Assim, dentro de um mesmo contrato são previstas remunerações distintas: a) pelo uso do “know how” cedido, que geralmente é uma porcentagem do faturamento, produção ou lucro; b) pelos serviços acessórios prestados.

Convencionou-se, portanto, que os serviços acessórios teriam o mesmo tratamento tributário da remuneração pelo objeto principal do contrato (transferência da tecnologia). É nesse contexto que devem ser entendidos os tratados contra dupla tributação, pois o objetivo da equiparação é justamente tratar de forma igual as remunerações pela cessão de uso de uma tecnologia e dos serviços que lhe são conexos, dado o seu caráter acessório.

A própria interpretação literal do protocolo adicional conduz à esta conclusão, pois quando ele prevê que a expressão “por informações correspondentes à experiência adquirida no setor industrial, comercial ou científico” inclui os rendimentos provenientes da prestação de assistência técnica e serviços técnicos, ele claramente dá a ideia de que os serviços técnicos e de assistência técnica estão compreendidos num conceito mais amplo que é o da transferência de tecnologia.

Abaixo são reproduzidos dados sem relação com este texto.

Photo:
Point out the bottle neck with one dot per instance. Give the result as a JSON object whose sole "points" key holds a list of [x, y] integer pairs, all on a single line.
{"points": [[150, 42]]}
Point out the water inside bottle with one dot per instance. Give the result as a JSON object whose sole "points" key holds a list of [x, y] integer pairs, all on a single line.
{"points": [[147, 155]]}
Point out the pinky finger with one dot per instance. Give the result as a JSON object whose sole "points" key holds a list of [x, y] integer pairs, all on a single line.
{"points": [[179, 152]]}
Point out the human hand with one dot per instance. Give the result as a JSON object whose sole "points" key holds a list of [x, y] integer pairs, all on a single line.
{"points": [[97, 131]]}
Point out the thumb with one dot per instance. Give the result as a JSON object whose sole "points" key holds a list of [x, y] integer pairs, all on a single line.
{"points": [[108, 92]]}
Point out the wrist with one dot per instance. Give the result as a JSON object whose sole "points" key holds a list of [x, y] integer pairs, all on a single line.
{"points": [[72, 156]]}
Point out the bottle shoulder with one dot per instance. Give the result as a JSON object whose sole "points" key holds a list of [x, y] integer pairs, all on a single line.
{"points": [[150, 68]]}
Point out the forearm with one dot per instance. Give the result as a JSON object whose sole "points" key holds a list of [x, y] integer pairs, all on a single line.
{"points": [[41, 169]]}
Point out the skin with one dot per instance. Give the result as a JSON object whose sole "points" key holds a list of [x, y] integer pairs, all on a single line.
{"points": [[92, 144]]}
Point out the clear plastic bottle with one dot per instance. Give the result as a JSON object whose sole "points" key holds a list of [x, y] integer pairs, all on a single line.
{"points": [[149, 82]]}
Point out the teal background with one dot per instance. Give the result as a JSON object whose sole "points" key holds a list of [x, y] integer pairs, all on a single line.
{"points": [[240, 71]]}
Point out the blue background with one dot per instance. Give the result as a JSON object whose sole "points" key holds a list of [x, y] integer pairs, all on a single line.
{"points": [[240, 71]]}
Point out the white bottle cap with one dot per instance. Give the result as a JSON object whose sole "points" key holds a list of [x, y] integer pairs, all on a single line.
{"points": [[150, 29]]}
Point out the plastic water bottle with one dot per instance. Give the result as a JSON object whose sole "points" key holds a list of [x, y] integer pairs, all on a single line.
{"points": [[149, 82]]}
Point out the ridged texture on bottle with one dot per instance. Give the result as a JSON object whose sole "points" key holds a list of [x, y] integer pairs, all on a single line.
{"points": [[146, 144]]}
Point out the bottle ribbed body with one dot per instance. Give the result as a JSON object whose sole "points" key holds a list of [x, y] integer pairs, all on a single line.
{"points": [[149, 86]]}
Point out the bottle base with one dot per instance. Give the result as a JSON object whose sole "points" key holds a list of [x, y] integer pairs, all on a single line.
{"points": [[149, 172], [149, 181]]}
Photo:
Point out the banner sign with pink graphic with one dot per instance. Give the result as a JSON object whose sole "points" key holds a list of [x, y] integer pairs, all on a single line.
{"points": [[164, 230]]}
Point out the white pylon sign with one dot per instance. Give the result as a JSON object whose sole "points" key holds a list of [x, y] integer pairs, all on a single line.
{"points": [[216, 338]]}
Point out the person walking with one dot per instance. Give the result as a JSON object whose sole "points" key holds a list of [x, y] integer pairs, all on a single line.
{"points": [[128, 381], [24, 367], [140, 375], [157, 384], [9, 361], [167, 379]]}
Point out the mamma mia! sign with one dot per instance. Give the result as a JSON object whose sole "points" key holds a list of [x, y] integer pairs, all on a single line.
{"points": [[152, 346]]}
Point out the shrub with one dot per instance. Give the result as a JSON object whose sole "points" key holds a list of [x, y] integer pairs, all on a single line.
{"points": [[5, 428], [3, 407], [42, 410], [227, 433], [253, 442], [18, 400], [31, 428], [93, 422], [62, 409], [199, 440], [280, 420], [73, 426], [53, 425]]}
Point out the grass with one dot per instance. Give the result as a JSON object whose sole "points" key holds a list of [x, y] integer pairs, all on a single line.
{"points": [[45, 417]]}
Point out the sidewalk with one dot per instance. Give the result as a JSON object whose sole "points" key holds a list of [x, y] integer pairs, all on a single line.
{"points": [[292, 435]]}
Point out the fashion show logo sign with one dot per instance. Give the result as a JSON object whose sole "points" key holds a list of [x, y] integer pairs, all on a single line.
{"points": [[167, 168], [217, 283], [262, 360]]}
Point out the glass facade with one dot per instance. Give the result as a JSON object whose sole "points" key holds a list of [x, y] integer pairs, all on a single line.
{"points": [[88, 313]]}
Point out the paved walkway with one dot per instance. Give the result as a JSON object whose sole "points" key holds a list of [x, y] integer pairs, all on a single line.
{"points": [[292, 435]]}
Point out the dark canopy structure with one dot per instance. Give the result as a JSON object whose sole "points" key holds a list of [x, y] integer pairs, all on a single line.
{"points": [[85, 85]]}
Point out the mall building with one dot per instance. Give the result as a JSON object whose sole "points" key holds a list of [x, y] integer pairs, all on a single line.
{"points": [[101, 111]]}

Os serviços técnicos e de assistência técnica não são realidades distintas ou conceitos independentes aos contratos de transferência de tecnologia, mas fazem parte deles. Nesse sentido as lições de Alberto Xavier, em artigo publicado na Revista Dialética de Direito Tributário nº 235, de abril de 2015:

Começando pelo elemento gramatical ou literal da interpretação, observa-se que em diversos protocolos se utiliza a expressão “incluir” para significar que os rendimentos de assistência técnica e serviços técnicos fazem parte do conceito de “informações correspondente à experiência adquirida no setor industrial comercial ou científica mencionada no parágrafo 3º do artigo XII”.
[…]
Na verdade a expressão “inclui” significa claramente que os serviços técnicos e de assistência técnica não são realidades ou conceitos independentes ou autônomos, mas sim elementos de um conceito mais amplo de que fazem parte. E o mesmo se diga da expressão “compreender”.
Basta o elemento literal da interpretação para afastar a possibilidade de aplicação do art. 12, parágrafo 3º, a realidades que, por sua natureza, não se incluem ou compreendem no conceito mais amplo daquele artigo, por não terem qualquer conexão com transferência de tecnologia. [1](XAVIER, 2015, p. 27).

Em conclusão, constata-se que a regra de equiparação dos tratados celebrados pelo Brasil só abrange os serviços de assistência técnica e serviços técnicos acessórios aos contratos de transferência de tecnologia que envolvam pagamento de royalties, e não qualquer serviço que dependa de conhecimentos técnicos especializados.


[1] XAVIER, Alberto. A tributação da prestação internacional de serviços, em especial de serviços técnicos e de assistência técnica.Revista Dialética de Direito Tributário, São Paulo: Dialética, n. 235, p. 7-28, abr. 2015.